What happens to a mother’s sexual desire when she gives birth?
For a long time hormonal factors have been given prominence in explaining the decrease in desire that a large number of women experience just after delivery, and coinciding with the lactation period . Currently, however, it has been recognized that sexual function is a multidimensional phenomenon , influenced by a variety of factors that are also psycho-social, experiential and relational in nature.
Thus, during the postpartum period, women’s sexuality can be influenced by various variables such as hormonal changes , breastfeeding and other psychosocial variables such as energy level, adjustment in social roles, quality in the relationship with our partner or mood swings.
Regarding hormone levels, there is some evidence that low estrogen levels in women during lactation could be associated with decreased vaginal lubrication, something that can hinder sexual arousal. There is even some research that associates high levels of prolactin (the hormone secreted by women in lactation) with a decrease in sexual desire .
How can we remedy it?
If there is no doubt, it is that during this period of life sexual desire is an aspect that is lived in a very different way, both in the case of women and men. Therefore, it is important to be prepared and know how to manage these changes so that life as a couple does not feel resentful.

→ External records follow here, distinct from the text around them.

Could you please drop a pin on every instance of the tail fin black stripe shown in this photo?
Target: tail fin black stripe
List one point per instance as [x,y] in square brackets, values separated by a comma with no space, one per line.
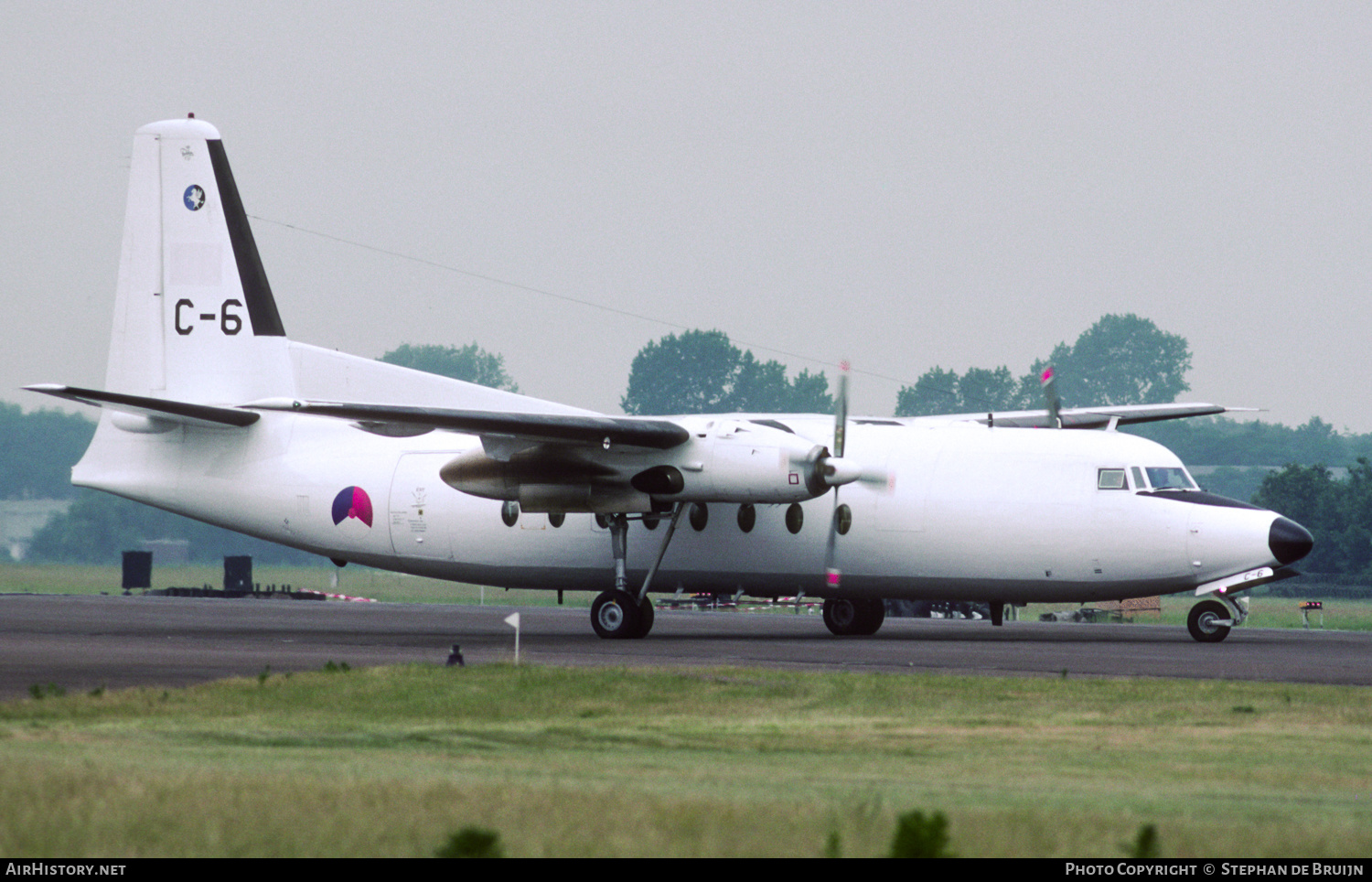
[266,321]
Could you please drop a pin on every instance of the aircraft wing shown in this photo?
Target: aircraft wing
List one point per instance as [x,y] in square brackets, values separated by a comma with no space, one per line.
[1099,417]
[161,409]
[529,427]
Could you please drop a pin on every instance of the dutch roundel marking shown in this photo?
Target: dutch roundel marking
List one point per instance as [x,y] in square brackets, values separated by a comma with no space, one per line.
[353,502]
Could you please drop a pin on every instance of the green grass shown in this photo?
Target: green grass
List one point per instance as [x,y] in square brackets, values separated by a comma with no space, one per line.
[392,761]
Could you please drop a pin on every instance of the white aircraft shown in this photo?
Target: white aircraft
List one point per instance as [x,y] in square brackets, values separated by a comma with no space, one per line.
[211,412]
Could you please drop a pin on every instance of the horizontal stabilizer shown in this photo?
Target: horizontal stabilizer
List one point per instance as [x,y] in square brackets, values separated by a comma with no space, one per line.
[534,427]
[1100,417]
[156,408]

One of the most important factors is the care we must dedicate to our partner . Care and pampering are of vital importance in this vital period, when it is usual for us to feel much more vulnerable and ready to enter into easy discussions.
It is important above all that we be patient , and that we understand that we have just entered a time when it is normal for the care of our baby to take precedence over any other issue, so it is expected that sexual desire will be relegated to a secondary position. Do not pressure yourself, or pressure your partner, if your sexual relations are not as frequent as they were before. The pressures and reproaches of those who want more towards those who want less can deteriorate and cool the relationship.